A la lumière du mythe Osiriaque, le mythe fondateur de la F\M\ nous dépasse, l’état de veuve met l’accent sur l’aspect mystérieux de la création, et déroute notre capacité de compréhension, la veuve est inaccessible, elle représente le Temple à la construction duquel nous travaillons, à la fois but et moyen, qui nous permet de rentrer dans le mythe, dans la réalité de l’initiation, les initiés sont comme autant de morceaux épars d’Hiram qu’il leur faut consciencieusement rassembler, en respectant les rites, pour recréer le Maître, qui s’apparente à l’homme primordial, universel ou cosmique.

Nous faisons partie du corps des maitres, nous avons expérimentés le processus de transmutation, mais il faut abandonner l’idée d’être maître de quoi que ce soit, mais vivre avec humilité les devoirs de la fonction, aucun de nous ne pourra prétendre devenir à lui seul HIRAM, tout F M\ doit se considérer comme une réincarnation du Maître Architecte HIRAM, la maîtrise s’incarne dans ce démembrement.
           
La veuve est la mère. Lorsque nous sommes en danger, nous sollicitons son aide. Nous sommes nés par cette mère, et c’est elle qui nous a donné la conscience de la vie, et la vie en conscience.
Nous ne sommes pas nés de son ventre, mais de sa puissance spirituelle, c’est cette puissance qui nous nourrit.                               

La veuve donne l’impulsion, afin que chaque Maçon aille au bout de son chemin, s’insère au mieux dans le temple, et que tous ensemble nous servions à l’accomplissement de son œuvre.

De la qualités de nos quêtes individuelles, de l’accomplissement des obligations et devoirs qui nous incombent en tant qu’initiés, dépend la réalisation de l’œuvre de la veuve, elle nous pousse à aller au plus loin dans la réalisation de notre développement spirituel, la veuve met à l’épreuve le désir de l’initié.

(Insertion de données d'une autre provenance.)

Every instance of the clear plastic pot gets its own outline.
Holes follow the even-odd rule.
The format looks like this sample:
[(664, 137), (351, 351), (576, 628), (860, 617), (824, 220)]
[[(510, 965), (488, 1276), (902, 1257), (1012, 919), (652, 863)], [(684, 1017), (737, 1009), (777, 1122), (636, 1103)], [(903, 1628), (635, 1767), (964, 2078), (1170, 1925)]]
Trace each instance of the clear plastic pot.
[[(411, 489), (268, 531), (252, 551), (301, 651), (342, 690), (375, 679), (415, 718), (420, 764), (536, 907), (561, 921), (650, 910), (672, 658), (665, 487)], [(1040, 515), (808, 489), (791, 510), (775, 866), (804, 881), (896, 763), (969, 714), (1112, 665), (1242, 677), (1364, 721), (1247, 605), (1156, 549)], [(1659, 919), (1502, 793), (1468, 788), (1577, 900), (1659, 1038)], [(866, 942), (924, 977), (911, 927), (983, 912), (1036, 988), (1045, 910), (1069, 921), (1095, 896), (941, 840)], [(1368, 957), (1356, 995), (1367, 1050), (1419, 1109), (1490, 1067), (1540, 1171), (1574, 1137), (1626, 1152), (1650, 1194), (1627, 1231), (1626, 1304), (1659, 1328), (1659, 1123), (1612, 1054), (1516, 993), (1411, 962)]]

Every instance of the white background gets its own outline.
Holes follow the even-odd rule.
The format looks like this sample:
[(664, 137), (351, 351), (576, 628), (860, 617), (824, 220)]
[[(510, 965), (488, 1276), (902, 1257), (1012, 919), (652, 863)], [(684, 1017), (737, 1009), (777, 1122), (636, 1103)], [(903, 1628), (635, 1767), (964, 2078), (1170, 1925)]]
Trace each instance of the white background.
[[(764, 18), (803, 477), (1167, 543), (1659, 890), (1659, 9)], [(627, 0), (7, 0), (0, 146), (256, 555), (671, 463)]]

Abordons maintenant le mythe de MEDEE, porteuse de mort

MEDEE est fille d’AETES, roi de Colchide, lui-même fils du soleil, le roi AETES possède une toison d’or fabuleuse qu’il fait garder par un dragon.
Le héros grec JASON doit conquérir la toison d’or pour retrouver son trône, AETES refuse de lui donner la toison s’il n’accomplit pas des exploits qui semblent impossibles à un simple mortel.
MEDEE lui apporte son aide en échange d’un mariage, elle lui apprend comment réussir les épreuves et s’emparer de la toison.
Lors de leur fuite ; elle fait tuer son frère, le coupe en morceaux qu’elle jette un à un du char qui les emporte, afin de retarder AETES qui s’arrête pour ramasser les débris de son fils.
De retour en Grèce, Jason ne retrouve pas son trône. Pour le venger MEDDE assassine PELIAS, le méchant oncle de Jason, ACASTE, fils de PELIAS, jure de venger son père.
Le couple en fuite avec les enfants est accueilli à Corinthe chez le roi CREON.  ACASTE menace de bruler la cité si le roi protège la criminelle, CREON propose à JASON de lui faire épouser sa fille, et bannit MEDEE, qui pour se venger offre à la nouvelle épouse des cadeaux maléfiques qui s’embrassent au soleil, le roi et la fille meurent brulés.
MEDDE tue les fils qu’elle a eus avec JASON, et s’envole dans un char ailé, le char de son ancêtre le soleil.
Que n’a-t-on pas dit de MEDEE !  femme jalouse et vengeresse, monstre infanticide, profondément inhumaine.
Pris à la lettre, le drame de MEDEE est épouvantable ; mais sous l’angle initiatique, il prend une toute autre signification : MEDEE aurait initié JASON, puis son beau père.
MEDEE chassée comme une sorcière par ACASTE, trahie par JASON, mais ayant transmis les secrets de l’initiation à ses enfants.

Selon certaines sources, MEDEE aurait été la fille d’HECATE (déesse de la mort et de la magie)et la nièce de CIRCE ?
MEDEE possédait un chaudron de résurrection semblable à celui de la déesse celtique BRANWEN qui faisait bouillir les morts avant de les faire renaitre.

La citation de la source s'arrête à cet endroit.